Gemeint war jene entscheidende Szene, die knapp 30 Sekunden vor Schluss in der American-Airlines-Arena begann. San Antonio lag 90:88 vorne, als es zum Duell der beiden Topstars der nordamerikanischen Basketball-Profiliga kam. Parker, der flinke Spielmacher, 1,88 Meter groß, 84 Kilogramm schwer, dribbelte mit dem Ball Richtung James, der ihn um 15 Zentimeter überragt und fast 30 Kilo schwerer ist.
Der Amerikaner machte seine Sache gut, zumal Parker wegrutschte, mit dem linken Knie schon auf dem Boden war, dann jedoch blitzschnell wieder hochkam, sich um James herumdrehte und mit Ablauf der 24 Sekunden-Wurfuhr traf. 5,2 Sekunden waren noch zu spielen, 92:88 führte San Antonio. „Das war ein verrückter Spielzug. Ich hatte den Ball quasi schon dreimal verloren und wollte dann nur noch werfen. Letztlich war es ein großer Wurf“, meinte Parker. „Ich hatte ihn eigentlich schon, aber dann ist er unter meinem Arm vorbeigezogen und hat getroffen“, schilderte James die Szene, in der er seine Hand in der Wurfbewegung zunächst schon auf dem Ball hatte. Parker reagierte jedoch geistesgegenwärtig und stahl James die Show.
Der viermalige wertvollste Spieler der NBA kam diesmal nur auf 18 Punkte, so wenig wie noch nie in diesen Playoffs. Auch seine 18 Rebounds und zehn Assists heiterten ihn nicht auf. Vielmehr ärgerte sich James über den Auftritt seines Teams im vierten Viertel. Mit einer 72:69-Führung ging der Meister in den Schlussabschnitt. „Aber wir hatten dann fünf Ballverluste und haben in der Offensive wichtige Rebounds abgegeben - sowas kannst du dir nicht erlauben“, so der 28-Jährige. Miami traf in den letzten zwölf Minuten nur fünf seiner 18 Versuche, hatte eine miserable Wurfquote von 27,8 Prozent. James und Dwyane Wade brachten es zusammen auf sechs Zähler, Parker allein erzielte in dieser Phase für die Gäste zehn Punkte.

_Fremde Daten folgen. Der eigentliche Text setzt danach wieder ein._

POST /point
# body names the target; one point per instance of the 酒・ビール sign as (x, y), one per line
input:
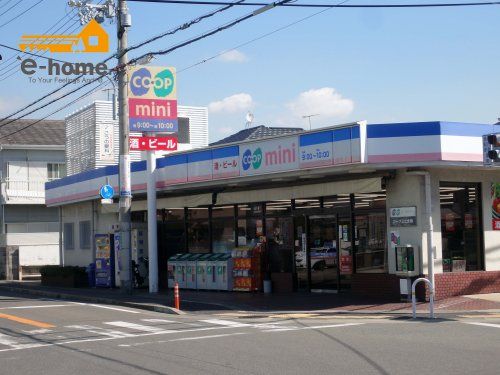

„Die Spurs haben im vierten Viertel ihre Angriffe hervorragend ausgespielt, die Heat nicht - deshalb haben sie verloren“, meinte TV-Experte Earvin Magic Johnson. San Antonio hat somit auch im fünften Finale der Vereinsgeschichte das Auftaktmatch gewonnen. Neben Parker, der 21 Punkte erzielte, zeigte Tim Duncan eine starke Leistung. Der 37-Jährige, der wie Trainer Gregg Popovich bereits bei den Meisterschaften 1999, 2003, 2005 und 2007 dabei war, steuerte 20 Punkte und 14 Rebounds zum Sieg bei. „Egal ob man uns als alt oder erfahren bezeichnet, wir wollen Meister werden und es ist schön, dass wir einen so guten Auftakt hatten“, so Duncan.
San Antonio spielte nach zehntägiger Pause konzentriert und war vor allem zum Ende mental stärker. Mit nur vier Ballverlusten stellten die Texaner den NBA-Rekord für die Finals ein und kamen zum siebten Sieg nacheinander in den Playoffs. Miami hingegen war die kräftezehrende Halbfinalserie über sieben Spiele gegen Indiana noch anzumerken. Erst 70 Stunden zuvor hatten die Heat sich die Pacers bezwungen. Den zum Ende hin ziemlich leisen Miami-Fans bleibt ein Blick auf die Statistik als Trost. Seit Beginn der James-Ära 2010 hat das Team dreimal das Auftaktspiel in den Playoffs verloren - die Serie aber anschließend jeweils mit 4:1 gewonnen.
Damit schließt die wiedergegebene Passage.